William Thompson's Scalp
On August 6, 1867, British immigrant William Thompson was working with a small group of men repairing telegraph lines in Cheyenne country. The lines had been cut by a group hoping to lure some of the settlers into an ambush. It wasn’t long until everyone was dead but Thompson. Later, he would tell how he was ridden down, shot in the arm, and clubbed with the butt of a rifle. As he lay there, he was stabbed in the neck and unable to respond as his attacker cut into his scalp and ripped it from his head.
Still conscious and motionless, Thompson watched as his attacker remounted and dropped the scalp. Once the group of Cheyenne left, Thompson got up, retrieved his scalp, and searched for help. Somehow, he found it. The first journalist to whom he told his story was Henry Morton Stanley, who recounted seeing the scalp in a pail of water. Stanley said it looked a bit like a drowned rat.
Thompson had kept the scalp in hopes that it could be reattached, but the surgery was beyond the capability of doctors at that time. They did try to reset the scalp, but they failed. As a grisly token, Thompson gave the scalp to one of the doctors who had attempted the operation. It was then passed on to the Omaha Public Library and finally to the Union Pacific Railroad Museum of Omaha.

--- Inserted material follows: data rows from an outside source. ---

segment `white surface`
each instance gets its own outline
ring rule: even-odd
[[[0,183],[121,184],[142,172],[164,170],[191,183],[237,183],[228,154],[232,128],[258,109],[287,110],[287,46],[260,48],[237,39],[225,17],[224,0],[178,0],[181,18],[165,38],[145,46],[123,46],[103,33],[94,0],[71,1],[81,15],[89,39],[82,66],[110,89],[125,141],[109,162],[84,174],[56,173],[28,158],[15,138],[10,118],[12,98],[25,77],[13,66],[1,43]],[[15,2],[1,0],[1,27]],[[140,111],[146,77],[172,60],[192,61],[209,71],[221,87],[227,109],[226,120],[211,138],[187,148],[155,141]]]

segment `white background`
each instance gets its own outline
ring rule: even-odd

Another journalist, Moses Sydenham, recorded Thompson’s testimony of what it felt like to be scalped for the Daily Sun: “The sensation was about the same as if someone had passed a red-hot iron over my head. After the air touched the wound, the pain was almost unendurable . . . I had to bite my tongue to keep from putting my hand on the wound. I wanted to see how much of the top of my head was left.”
I have to thank the site Listverse for posting this story. That's where I stole it from.
Coffee out on the patio this morning, OK?